Mengukur food insecurity

Menurut International Scientific Symposium on Measurement and Assessment of Food Deprivation and Under-Nutrition, FAO-Rome tanggal 26-28 Juni 2002; pengukuran food insecurity diarahkan untuk dapat digunakan dalam memonitor kemajuan pencapaian WFS Goal 2002 yaitu menurunkan jumlah kelaparan menjadi 400 juta jiwa (menjadi separo) dalam kurun waktu sampai 2015.

Ada lima metodologi yang dibahas dalam pertemuan tersebut yakni:

(1). FAO Method on Dietary Energy Supply (DES) dari analisa Food Balance Sheet didukung dengan analisa koofisien variasi (Cooficient Variation = CV) data konsumsi energi hasil survei konsumsi RT yang dikorelasikan dengan income atau pengeluaran RT. Rasio DES/CV FAO ini dianggap cukup memadai untuk memperkirakan kelaparan global dan dalam kurun waktu lama. Seperti
halnya metodologi lain yang menggunakan perkiraan konsumsi energi,
DES/CV mempunyai kelemahan dalam akurasi perkiraan rata-rata intake
energi dan sulit dikaitkan dengan kebutuhan. Jangka waktu estimasi jangka
panjang (lebih dari 1 tahun), sehingga tidak dapat menggambarkan keadaan
transient.

(2). Household Income and Expenditure Survey (HIES). Pengukuran konsumsi
dengan estimasi pengeluaran RT untuk makanan. Dianggap lebih akurat
daripada DES/CV. Kelemahannya, jangka pendek kurang dari satu tahun dan
tetap sulit untuk dikaitkan dengan kebutuhan gizi.

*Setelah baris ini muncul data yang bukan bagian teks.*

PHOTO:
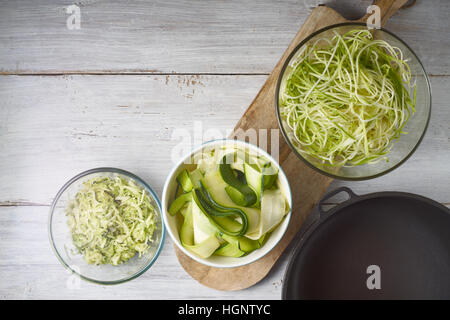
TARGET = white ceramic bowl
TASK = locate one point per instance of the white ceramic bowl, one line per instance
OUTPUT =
(218, 261)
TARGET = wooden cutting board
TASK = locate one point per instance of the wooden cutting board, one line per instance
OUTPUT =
(307, 185)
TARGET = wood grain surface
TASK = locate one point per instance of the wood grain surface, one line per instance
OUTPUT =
(115, 93)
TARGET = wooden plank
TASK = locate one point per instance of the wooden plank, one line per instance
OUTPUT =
(55, 127)
(186, 36)
(39, 275)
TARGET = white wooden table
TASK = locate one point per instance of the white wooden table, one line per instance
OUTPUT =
(113, 93)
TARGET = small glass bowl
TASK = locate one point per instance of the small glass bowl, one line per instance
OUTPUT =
(61, 239)
(416, 125)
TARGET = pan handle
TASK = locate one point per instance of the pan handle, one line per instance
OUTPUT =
(350, 193)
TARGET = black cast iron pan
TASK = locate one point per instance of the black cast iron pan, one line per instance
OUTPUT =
(388, 245)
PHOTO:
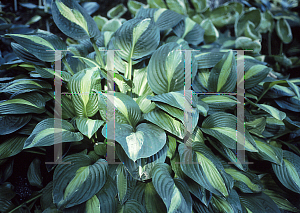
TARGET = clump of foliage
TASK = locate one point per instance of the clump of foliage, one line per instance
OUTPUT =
(176, 147)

(3). Food Consumption Survey yang mengukur konsumsi makanan anggota
rumah tangga. Apabila dilakukan oleh tenaga professional, hasil perkiraan
konsumsi dianggap cukup akurat. Meskipun demikian upaya mengaitkan
dengan kebutuhan masih diperdebatkan. Survei ini mahal, karena itu hanya
sesuai untuk riset skala kecil.

(4). Qualitative Measures of Food Insecurity and Hunger. Suatu metodologi relatif baru dipraktekkan di USA tahun 1995, terutama untuk evaluasi program social safety net (JPS). Mengukur Food Insecurity di luar perhitungan
energi/kalori. Lebih menyerupai survei KAP (Knowledge, Attitiude and
Practice) mengenai lapar dan kelaparan menggunakan kuesioner food
security module yang berisi pertanyaan tentang: a) kekhawatiran tentang
persediaan pangan di rumah dengan uang yang tersisa, b) persepsi cukup
tidaknya makanan baik jumlah maupun mutu, c) berkurangnya makanan
orang dewasa dan d) berkurangnya makanan anak. Dengan menggunakan
cara scaling tertentu, jawaban pertanyaan diberi nilai dari nol sampai 10,
berdasar jawaban yang benar. Metode ini dianggap cukup memadai
mengukur kelaparan dari sikap dan perilaku.

(5). Antropometri. Mengukur status gizi anak yang erat korelasinya dengan food insecurity RT, factor kesehatan dan pola pengasuhan anak di rumah. Namun data antropometri tidak mengukur ketahanan pangan dan juga bukan
proksinya. Perubahan indicator antropometri anak factor penyebabnya tidak
spesifik dan asimetri. Bila pertumbuhan anak normal, maka status ketahanan
pangan RT juga normal, tetapi tidak sebaliknya. Pertumbuhan anak yang
tidak normal dapat disebabkan oleh banyak factor, bukan hanya karena
ketahanan pangan.

******

Peta ketahanan dan kerentanan pangan

Peta ketahanan dan kerentanan pangan (Food Security and Vulnerability Atlas/FSVA 2009). FSVA 2009 merupakan pemutakhiran dari Peta Kerawanan Pangan (Food Insecurity Atlas/FIA) yang diluncurkan tahun 2005.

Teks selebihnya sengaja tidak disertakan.